ホテルの部屋に戻ったのは四時半頃だった。テディが夕食までまだ時間があるからスパに入ってこようと云いだしたとき、ユーリは迷わず賛成した。腹ごなしのためである。
「だから云ったろ? こんな時間に食うなって……」
「まあいいじゃない。どうせ時間が余ってるのに、することもないし」
ホテル内にはジャクージバスと温水プール、三種類のサウナ、スパ・トリートメントなど充実した設備がある。スイムパンツと着替えのシャツなどを用意すると、ルカは脱いだジャケットをワードローブのハンガーに掛けた。
「おいテディ、おまえのもよこせ。それと、俺のコートもついでに取ってくれ」
「ん」
云われたとおり脱いだコートを腕に引っ掛け、ベッドの上に放りっぱなしだったルカのダウンコートを、テディが取ってくる。
「はい」
「おう」
手渡したコートをルカがワードローブにしまう。そのとき、ふとなにかに気がついたように、テディがベッドのほうを振り返った。
「ねえ、ルカ」
「ん?」
テディは再びベッドに近づき、そのうっすらとついている色を見た。
「どこか、怪我でもした?」
「怪我?」
ぱたんとワードローブを閉め、ルカはテディのほうを見た。
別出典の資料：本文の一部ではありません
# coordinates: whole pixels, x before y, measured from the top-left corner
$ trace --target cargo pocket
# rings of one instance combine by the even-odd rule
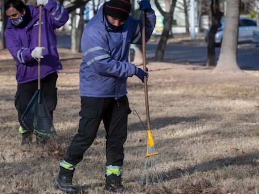
[[[17,91],[14,96],[14,106],[17,111],[20,111],[21,108],[21,103],[19,101],[20,92]]]
[[[127,97],[126,96],[126,112],[128,115],[132,113],[132,110],[130,108],[130,105],[128,104],[128,100],[127,99]]]
[[[84,133],[88,128],[92,128],[91,126],[87,125],[91,120],[97,117],[97,110],[94,108],[83,107],[79,114],[81,118],[79,122],[78,132]]]
[[[52,108],[53,111],[55,111],[56,110],[56,107],[57,107],[57,104],[58,103],[57,90],[58,90],[58,88],[57,87],[55,88],[55,91],[54,91],[54,92],[53,94],[53,108]]]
「いや、してない。どうした?」
「これ……なんの汚れだろう?」
「どれ?」
ベッドの足許に掛けられた、シックなオリーブグリーン色のベッドスロー。その傍の真っ白いシーツの一点を、テディは指さした。
「これ。……なんか、乾いた血みたいに見えるんだけど」
「んー?」
なにかを摺り合わせたような擦 れたその汚れは、確かに赤茶色っぽく、血の痕のように見えた。
「もともと汚れてたんじゃないか?」
「まさか。これだけのホテルがそんなことある? それに、まだ真新しそうな感じだし」
ルカはそれほど興味がなさそうに、ひょいと肩を竦めた。
「フロントに云って、シーツを替えさせよう。サーラに云えばすぐ――」
「そういうことじゃなくて……いや、うん。別にいいんだけど」
テディは気になってしょうがないようだったが、ちょうどユーリが「準備できたか?」と顔を出し、ふたりはそれきりその話はせずに部屋を出た。